Some processors have eased this week's prices quoted for cattle by as much as EUR0.05/kg (US$0.07), but are finding it increasingly difficult to get sufficient cattle without paying last week's going rates.


Most processors must pay EUR3.60-3.65/kg (US$5.07-5.15) as a base price for steers, and there are some reports of EUR0.05-0.08/kg (US$0.07-0.11) being negotiated by sellers for better quality animals.
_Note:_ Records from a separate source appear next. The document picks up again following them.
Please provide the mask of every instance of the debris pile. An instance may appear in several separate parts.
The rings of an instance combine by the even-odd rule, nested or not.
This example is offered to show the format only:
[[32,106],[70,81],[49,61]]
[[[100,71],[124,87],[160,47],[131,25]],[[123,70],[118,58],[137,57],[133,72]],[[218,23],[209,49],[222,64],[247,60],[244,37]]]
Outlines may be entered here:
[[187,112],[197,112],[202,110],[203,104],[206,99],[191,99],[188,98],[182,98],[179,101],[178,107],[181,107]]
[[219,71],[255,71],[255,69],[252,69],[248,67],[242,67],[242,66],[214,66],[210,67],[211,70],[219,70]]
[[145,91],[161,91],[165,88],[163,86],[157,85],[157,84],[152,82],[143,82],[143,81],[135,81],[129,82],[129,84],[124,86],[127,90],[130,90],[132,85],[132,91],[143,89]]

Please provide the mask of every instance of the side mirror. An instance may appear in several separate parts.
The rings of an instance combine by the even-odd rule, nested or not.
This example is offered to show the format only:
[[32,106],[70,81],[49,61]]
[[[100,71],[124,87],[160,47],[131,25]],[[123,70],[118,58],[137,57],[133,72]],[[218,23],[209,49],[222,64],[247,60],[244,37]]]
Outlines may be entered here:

Reports from around the country indicate that factory agents are under instructions not to pay over the quoted prices for cattle, but there are counter reports of flat pricing to secure stock.


In general, heifer prices are hovering closer to the steer prices this week, with base quotes for the heifers ranging from EUR3.60-3.70/kg (US$5.07-5.22). The margin seems similar in the actual prices being paid for the heifers, generally commanding EUR0.05/kg (US$0.07) more than steers across the range. The heifer top-up has slipped by at least EUR0.03/kg (US$0.04).


The tightness of the cattle supply is keeping processors under pressure. The estimated kill for last week was about 26,700 head, which reflected the usual Galway Races effect on intake. And with grass in plentiful supply, and prices holding strong, farmers in general are in no rush to dispose of cattle, making it harder than usual for processors to boost the supply.


All indications point to the supply of beef cattle remaining tight for the rest of the year. Some sources in the processing sector are laying the blame for slack supplies on the QPS grid.